A cursory review of the February report begs the question of how net general revenue can be less than last year but substantially add to the fiscal year surplus. The answer lies in the timing of processing Individual Income Tax refunds compared to last fiscal year. Individual income tax refund totals are subtracted from collections to determine net general revenue. The total dollar amount of refunds can vary because of the number of refunds processed or the amounts claimed on the refunds. Numbers of returns processed can vary based on when the IRS begins their processing, the timeliness of DFA processing, law changes, and other factors. Refunds have historically been monitored daily to ensure that taxpayers receive their refunds timely as well as to predict the timing and amount of payment as it affects the State treasury. DFA forecasted February Individual Income Tax refunds to be $101.4 million, which is almost double last February’s $52 million; the actual refund amount was $104 million. This additional $52 million subtracted to get the net total resulted in February net general revenue being less than last year.
The tax collections and economic side of the February revenue report was very positive for general revenue. DFA reported that results were above forecast in all major categories, which explains the $55.5 million above forecast for the month. Individual Income Tax Collections were $13.9 million, or $5.6%, above forecast. DFA reported that, “Individual Income Tax collections were above forecast in a variety of components, including Withholding and non-Withholding categories.” This is an especially important positive note as the state absorbs recently-enacted tax cuts that impact these areas.
February Sales and Use Tax exceeded forecast by $27 million or 11.7%. DFA reported that most major reporting sectors “displayed high growth rate over the prior year.” They attributed the high growth rate to economic expansion in many sectors. Motor vehicle sales tax was reported up 11.6% from last year.
Corporate Income Tax also contributed to the additional surplus. Corporate collections were $15.6 million above forecast in a usually very low collections month. Last February, only $7 million was collected in Corporate Income Tax. As always, with any aberration in Corporate Income Tax, it must be pointed out that Corporate Income Tax collections are historically volatile and hard to predict. This could just be a payment timing issue from one or more corporate taxpayers that is offset later in the year rather than the result of economic activity.

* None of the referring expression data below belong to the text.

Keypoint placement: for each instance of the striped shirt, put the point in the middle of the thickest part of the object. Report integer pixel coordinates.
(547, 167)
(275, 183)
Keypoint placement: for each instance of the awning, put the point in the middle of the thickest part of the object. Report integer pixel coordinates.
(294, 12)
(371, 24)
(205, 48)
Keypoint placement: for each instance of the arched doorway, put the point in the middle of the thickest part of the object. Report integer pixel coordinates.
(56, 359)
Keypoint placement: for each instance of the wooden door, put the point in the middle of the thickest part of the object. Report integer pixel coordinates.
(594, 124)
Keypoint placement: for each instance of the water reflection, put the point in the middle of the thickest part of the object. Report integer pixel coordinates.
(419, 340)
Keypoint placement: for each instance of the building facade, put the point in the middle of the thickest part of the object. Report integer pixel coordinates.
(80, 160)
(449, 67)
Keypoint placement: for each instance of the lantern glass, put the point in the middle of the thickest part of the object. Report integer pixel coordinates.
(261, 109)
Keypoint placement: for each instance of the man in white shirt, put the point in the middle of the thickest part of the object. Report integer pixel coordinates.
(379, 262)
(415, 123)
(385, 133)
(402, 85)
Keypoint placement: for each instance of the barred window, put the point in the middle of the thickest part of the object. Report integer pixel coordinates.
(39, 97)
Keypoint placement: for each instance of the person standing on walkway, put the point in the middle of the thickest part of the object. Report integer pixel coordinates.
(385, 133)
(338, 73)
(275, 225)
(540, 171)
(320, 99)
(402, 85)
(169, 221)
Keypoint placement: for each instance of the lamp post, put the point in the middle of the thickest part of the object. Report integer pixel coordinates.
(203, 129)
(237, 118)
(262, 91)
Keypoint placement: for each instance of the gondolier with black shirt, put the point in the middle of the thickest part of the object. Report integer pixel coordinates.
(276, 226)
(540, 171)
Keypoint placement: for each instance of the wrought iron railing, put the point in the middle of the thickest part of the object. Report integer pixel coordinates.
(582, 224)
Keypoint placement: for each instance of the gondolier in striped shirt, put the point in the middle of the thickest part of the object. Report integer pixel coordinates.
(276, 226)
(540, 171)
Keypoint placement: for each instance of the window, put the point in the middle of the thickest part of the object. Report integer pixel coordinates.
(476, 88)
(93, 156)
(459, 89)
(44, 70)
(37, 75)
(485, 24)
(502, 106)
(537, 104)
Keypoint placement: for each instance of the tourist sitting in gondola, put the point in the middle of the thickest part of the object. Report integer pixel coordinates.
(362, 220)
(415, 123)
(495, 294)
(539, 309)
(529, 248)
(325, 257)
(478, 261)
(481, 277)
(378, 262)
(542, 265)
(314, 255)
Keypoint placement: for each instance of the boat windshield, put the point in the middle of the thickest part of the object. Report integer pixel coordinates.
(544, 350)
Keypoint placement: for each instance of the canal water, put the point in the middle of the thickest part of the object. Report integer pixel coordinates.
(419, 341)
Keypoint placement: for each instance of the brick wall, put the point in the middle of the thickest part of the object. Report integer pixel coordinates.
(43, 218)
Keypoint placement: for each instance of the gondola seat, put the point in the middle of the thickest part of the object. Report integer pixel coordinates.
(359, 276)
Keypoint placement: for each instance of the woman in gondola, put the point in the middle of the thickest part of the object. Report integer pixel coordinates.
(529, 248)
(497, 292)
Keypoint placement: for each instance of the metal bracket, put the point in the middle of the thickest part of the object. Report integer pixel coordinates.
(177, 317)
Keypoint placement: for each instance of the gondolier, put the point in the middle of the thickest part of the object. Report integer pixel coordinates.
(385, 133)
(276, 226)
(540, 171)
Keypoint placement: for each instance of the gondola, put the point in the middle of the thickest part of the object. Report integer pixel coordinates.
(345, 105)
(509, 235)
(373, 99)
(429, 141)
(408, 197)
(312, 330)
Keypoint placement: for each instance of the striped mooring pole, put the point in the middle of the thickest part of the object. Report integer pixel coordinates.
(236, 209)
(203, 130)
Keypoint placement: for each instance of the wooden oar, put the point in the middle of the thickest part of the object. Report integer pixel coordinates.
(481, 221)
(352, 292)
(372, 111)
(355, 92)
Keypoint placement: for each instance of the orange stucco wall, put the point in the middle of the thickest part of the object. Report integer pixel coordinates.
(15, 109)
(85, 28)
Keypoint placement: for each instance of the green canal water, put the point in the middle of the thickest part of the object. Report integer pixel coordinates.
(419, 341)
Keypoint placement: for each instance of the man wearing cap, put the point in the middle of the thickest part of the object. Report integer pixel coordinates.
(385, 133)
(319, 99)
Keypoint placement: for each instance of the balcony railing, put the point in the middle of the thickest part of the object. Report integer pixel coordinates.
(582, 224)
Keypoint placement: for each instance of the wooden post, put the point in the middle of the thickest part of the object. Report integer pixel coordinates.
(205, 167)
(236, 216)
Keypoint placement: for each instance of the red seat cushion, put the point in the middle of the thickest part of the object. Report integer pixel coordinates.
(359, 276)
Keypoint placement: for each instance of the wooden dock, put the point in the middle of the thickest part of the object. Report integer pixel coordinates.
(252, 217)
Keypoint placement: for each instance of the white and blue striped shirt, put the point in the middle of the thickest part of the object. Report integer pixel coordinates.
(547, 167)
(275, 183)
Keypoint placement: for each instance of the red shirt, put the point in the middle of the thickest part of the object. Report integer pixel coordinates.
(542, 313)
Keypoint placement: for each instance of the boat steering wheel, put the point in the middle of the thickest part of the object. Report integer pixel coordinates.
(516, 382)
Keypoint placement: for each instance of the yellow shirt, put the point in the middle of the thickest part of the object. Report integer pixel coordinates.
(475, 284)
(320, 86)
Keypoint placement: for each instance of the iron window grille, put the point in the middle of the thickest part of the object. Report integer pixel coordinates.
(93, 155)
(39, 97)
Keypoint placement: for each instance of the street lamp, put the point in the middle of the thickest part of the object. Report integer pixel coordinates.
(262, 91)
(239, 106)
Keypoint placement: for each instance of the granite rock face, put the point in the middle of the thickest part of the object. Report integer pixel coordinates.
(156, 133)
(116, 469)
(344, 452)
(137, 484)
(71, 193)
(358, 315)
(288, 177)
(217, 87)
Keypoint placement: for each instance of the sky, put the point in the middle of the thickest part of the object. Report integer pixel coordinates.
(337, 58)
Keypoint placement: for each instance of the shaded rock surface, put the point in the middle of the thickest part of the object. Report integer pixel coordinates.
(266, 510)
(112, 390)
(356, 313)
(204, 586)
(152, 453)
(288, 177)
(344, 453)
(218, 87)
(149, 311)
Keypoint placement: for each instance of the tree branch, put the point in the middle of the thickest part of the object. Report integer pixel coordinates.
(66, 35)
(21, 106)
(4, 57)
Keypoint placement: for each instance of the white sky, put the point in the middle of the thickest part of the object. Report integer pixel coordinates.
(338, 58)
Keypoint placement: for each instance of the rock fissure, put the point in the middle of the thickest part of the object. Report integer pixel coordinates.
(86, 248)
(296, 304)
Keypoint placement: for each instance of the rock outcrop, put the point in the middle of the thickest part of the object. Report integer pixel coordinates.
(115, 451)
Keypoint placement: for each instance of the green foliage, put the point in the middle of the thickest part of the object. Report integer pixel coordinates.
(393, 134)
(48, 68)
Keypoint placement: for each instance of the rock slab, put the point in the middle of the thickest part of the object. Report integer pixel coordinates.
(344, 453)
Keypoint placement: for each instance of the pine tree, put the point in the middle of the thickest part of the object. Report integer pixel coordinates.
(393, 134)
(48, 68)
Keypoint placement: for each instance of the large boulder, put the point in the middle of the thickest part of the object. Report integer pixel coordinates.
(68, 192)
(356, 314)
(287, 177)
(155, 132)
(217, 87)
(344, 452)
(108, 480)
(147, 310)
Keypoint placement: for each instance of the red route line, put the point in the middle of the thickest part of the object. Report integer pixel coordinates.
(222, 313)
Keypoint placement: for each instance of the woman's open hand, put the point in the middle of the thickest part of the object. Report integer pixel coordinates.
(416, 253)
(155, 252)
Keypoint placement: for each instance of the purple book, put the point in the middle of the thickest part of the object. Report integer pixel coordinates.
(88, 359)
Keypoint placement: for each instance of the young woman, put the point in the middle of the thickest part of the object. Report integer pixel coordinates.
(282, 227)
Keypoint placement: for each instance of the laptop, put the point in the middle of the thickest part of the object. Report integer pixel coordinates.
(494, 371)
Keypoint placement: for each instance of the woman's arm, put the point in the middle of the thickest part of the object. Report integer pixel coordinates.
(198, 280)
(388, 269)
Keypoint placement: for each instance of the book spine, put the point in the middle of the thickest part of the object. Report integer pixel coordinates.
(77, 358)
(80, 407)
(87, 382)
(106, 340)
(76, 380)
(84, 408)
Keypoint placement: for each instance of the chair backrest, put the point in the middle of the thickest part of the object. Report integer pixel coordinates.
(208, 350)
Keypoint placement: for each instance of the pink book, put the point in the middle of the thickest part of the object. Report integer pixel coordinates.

The State surplus continues to grow as lawmakers contemplate additional spending for prisons and schools, as well as new tax cuts. It will be interesting to see if DFA and the Governor raise the forecast before the session ends based on current collections and future economy. This could provide the basis for new spending and tax cuts. However, the current forecast might be retained for a conservative approach in light of economic predictions. Whichever direction is taken, there will be a substantial surplus of “one time money” to use for some expenditures or as backup if the economy should falter. Lawmakers will certainly have serious deliberations on the new forecast and budget as the legislative session continues.